Associate Professor Michael McDonald


  • Evolutionary Biology
  • Microbiology
  • Evolution of Antibiotic Resistance

How will microbial communities evolve in response to environmental change, antibiotics or phage therapy? Mike and his lab are focused on determining the network of genes required for antibiotic and multidrug resistance. To study this question, the team propagates populations of bacteria (and other microbes) for 1000′s of generations in a variety of laboratory environments. Microbes grow and divide very quickly, providing a means for directly observing evolution as it happens. The goal is to understand how antibiotic resistance evolves, so that evolution can be taken into account for the development of novel strategies to prolong the use of current antibiotics and to identify novel drug targets. His lab employs methods such as high-throughput robotic liquid handling, whole genome sequencing, and molecular genetic techniques.

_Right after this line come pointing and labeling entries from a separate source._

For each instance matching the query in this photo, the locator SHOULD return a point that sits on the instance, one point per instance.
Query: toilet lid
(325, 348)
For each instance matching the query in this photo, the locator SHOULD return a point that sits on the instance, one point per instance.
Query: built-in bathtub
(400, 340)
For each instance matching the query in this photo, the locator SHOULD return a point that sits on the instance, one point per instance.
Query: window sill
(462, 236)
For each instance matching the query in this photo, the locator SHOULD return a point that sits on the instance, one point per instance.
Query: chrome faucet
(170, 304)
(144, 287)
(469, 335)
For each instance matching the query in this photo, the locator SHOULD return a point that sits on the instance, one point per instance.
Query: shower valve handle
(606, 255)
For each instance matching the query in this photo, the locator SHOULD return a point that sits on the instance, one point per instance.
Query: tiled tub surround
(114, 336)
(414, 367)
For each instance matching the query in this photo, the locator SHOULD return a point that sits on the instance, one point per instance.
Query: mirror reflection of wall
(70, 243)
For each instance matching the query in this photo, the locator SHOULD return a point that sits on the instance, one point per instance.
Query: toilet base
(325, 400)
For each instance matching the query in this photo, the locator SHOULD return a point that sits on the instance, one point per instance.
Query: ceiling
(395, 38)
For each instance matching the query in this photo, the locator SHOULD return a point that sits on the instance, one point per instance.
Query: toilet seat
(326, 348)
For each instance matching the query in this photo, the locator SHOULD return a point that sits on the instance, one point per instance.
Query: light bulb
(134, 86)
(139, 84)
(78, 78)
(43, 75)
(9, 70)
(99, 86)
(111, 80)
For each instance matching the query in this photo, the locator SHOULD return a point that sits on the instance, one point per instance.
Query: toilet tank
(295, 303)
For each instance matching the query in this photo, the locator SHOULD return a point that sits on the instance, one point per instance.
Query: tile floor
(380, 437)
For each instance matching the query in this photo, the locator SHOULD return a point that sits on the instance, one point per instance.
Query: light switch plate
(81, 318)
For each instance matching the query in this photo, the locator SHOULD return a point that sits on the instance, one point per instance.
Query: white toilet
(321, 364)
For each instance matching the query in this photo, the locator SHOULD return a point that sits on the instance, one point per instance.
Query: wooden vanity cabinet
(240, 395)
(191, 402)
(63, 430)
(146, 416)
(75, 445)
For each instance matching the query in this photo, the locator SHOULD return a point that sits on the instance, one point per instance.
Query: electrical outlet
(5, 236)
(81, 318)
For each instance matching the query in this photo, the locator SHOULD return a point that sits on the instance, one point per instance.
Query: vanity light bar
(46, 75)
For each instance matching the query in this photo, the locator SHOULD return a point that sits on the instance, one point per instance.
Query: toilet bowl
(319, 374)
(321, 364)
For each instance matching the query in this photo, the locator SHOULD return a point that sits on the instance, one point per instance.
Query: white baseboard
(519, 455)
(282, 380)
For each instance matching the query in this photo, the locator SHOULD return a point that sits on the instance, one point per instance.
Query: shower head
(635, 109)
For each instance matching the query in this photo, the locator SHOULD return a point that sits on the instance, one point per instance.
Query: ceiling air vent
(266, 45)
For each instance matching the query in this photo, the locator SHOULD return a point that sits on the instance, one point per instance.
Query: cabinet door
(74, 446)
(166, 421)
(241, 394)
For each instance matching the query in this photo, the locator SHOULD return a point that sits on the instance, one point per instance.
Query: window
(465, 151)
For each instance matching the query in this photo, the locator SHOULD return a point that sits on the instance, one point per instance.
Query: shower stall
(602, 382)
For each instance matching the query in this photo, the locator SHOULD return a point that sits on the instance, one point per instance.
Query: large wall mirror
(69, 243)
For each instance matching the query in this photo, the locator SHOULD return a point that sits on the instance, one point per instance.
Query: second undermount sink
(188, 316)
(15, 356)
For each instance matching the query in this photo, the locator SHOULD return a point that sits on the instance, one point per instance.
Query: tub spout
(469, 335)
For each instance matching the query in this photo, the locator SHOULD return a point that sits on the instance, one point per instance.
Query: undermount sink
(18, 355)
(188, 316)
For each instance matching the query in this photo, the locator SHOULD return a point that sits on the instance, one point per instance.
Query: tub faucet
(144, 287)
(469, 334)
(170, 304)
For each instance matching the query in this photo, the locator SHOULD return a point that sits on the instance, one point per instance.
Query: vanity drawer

Associate Professor McDonald leads the Microbial Experimental Evolution laboratory in the School of Biological Sciences at Monash University. He completed his PhD in Evolutionary Genetics at the Institute for Advanced Study at Massey University in New Zealand in 2009. After that, he took up a Distinguished Postdoctoral fellowship at the Institute of Molecular Biology at Academia Sinica in Taiwan. In 2012, Mike moved to the USA to take up a Postdoctoral fellowship in the FAS Center for Systems Biology at Harvard University. He established his research group in 2016. Mike was awarded an ARC Future Fellowship in 2017. He is a member of the Monash Centre for Geometric Biology, and part of the Monash Node for the ARC Centre of Excellence in Mathematical Analysis of Cellular Systems.


  • Genetic basis of AMR.
  • Strategies to slow the evolution of AMR.
  • Predicting the evolutionary outcomes of environmental change.
  • How co-evolution (evolution with multiple different species) can change the speed and mechanisms of evolution.
  • The impact that bacteriophage has on microbial communities.


  • Manipulating microbial evolution to prevent antimicrobial drug resistance e.g. microbiome engineering.
  • Understanding how organisms adapt to better fit their environment.